Natürlich hat der Cum-Ex-Skandal zu einem Vertrauensverlust geführt. Allerdings nicht nur bei Gutachten von Anwaltskanzleien, sondern auch in die Arbeit des Finanzministeriums. Inwieweit Anleger auf die Steuergutachten vertraut und dementsprechend gehandelt haben, muss untersucht werden. „Einem Anleger, der auf die Funktion des tatsächlichen Ablaufs vertraute, kann wohl kaum ein strafrechtlicher Vorwurf gemacht werden“, argumentiert Dr. Korts. Das ändere natürlich nichts daran, dass er die zu Unrecht erhaltenen Steuerermäßigungen erstatten muss. Denn in der steuerlichen Beurteilung geht es nicht um Vorsatz bzw. Unkenntnis des Beteiligten.

Mit den Gutachten ist es daher nicht möglich, sich steuerlich zu „exkulpieren“. Ob ein Gutachten von Steueranwälten für die Negierung des strafrechtlichen Vorsatzes genügen wird, ist hingegen spannend; ob es im Kontext der tatsächlichen Behandlung von Steuerauszahlungen durch den Staat ausreichend ist, wird in jedem Einzelfall zu untersuchen sein.

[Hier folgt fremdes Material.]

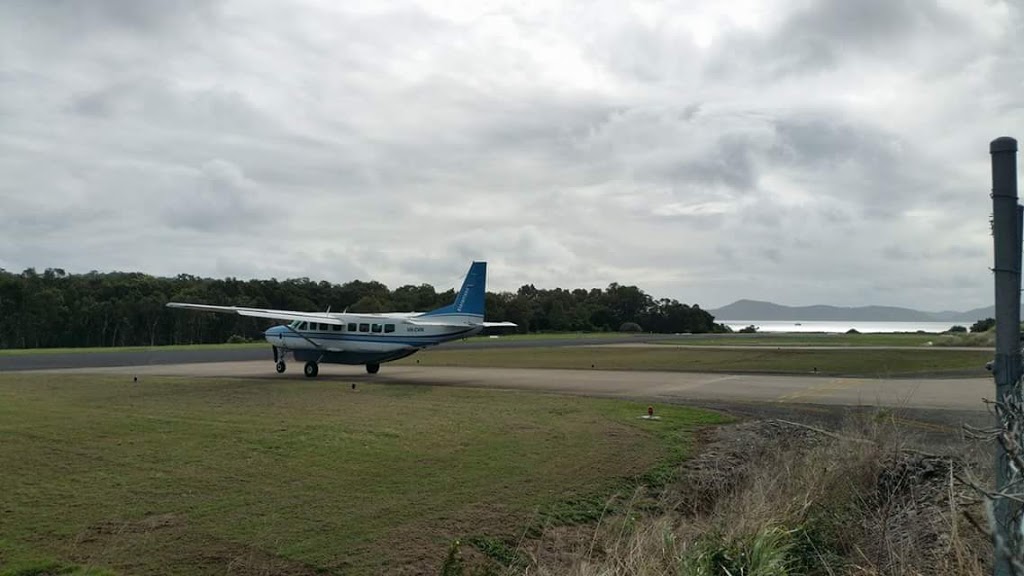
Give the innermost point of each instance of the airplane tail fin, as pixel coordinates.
(469, 300)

Die Auswirkungen des Cum-Ex-Komplexes werden die Strafverteidiger lange beschäftigen. Nur wird es nicht so einfach sein, von Seiten der Strafverfolger zu behaupten, dass die Praktiken gegen den Gesetzeswortlaut verstoßen haben, hinsichtlich solcher Praktiken im Grundsatz überhaupt keine Expertisen angefertigt werden müssen und es sich daher um reine Gefälligkeitsgutachten zur Vermeidung eines Vorsatzes oder Hervorrufen eines Irrtums handelte. Rechtsanwalt Dr. Korts: „Wenn der Wortlaut des Gesetzes tatsächlich so eindeutig war, so stellt sich die Frage, warum der Gesetzgeber diesen ändern musste und dieses nicht eindeutig und klar vorgenommen hat. Bei klarem Gesetzeswortlaut gibt es übrigens selten Gutachten, die dem entgegenstehen.“

Richtig ist, dass es in den letzten Jahrzehnten wohl kaum einen spannenderen Fall im Wirtschaftsstrafrecht, insbesondere mit steuerrechtlichem Hintergrund, gegeben hat. Prof. Spengel ist zuzustimmen, wenn er sagt, dass „es sich um gesellschaftliches und politisches Kollektivversagen handelt, viel Porzellan zerstört worden ist“. Ob sich das Vertrauen des Bürgers in die Politik der Steuerverwaltung aber dadurch bessert, dass Steuerrechtler nun dem Strafrichter in die Feder diktieren wollen, dass der Wortlaut der Gesetze klar war und jeder Akteur nun auch ein Straftäter war, ist jedoch zu bezweifeln.
Nicht zu bezweifeln ist, dass jeder Fall gesondert im Detail zu untersuchen ist. Diese Einzelfalluntersuchung ist die Arbeit des Steuerstrafverteidigers.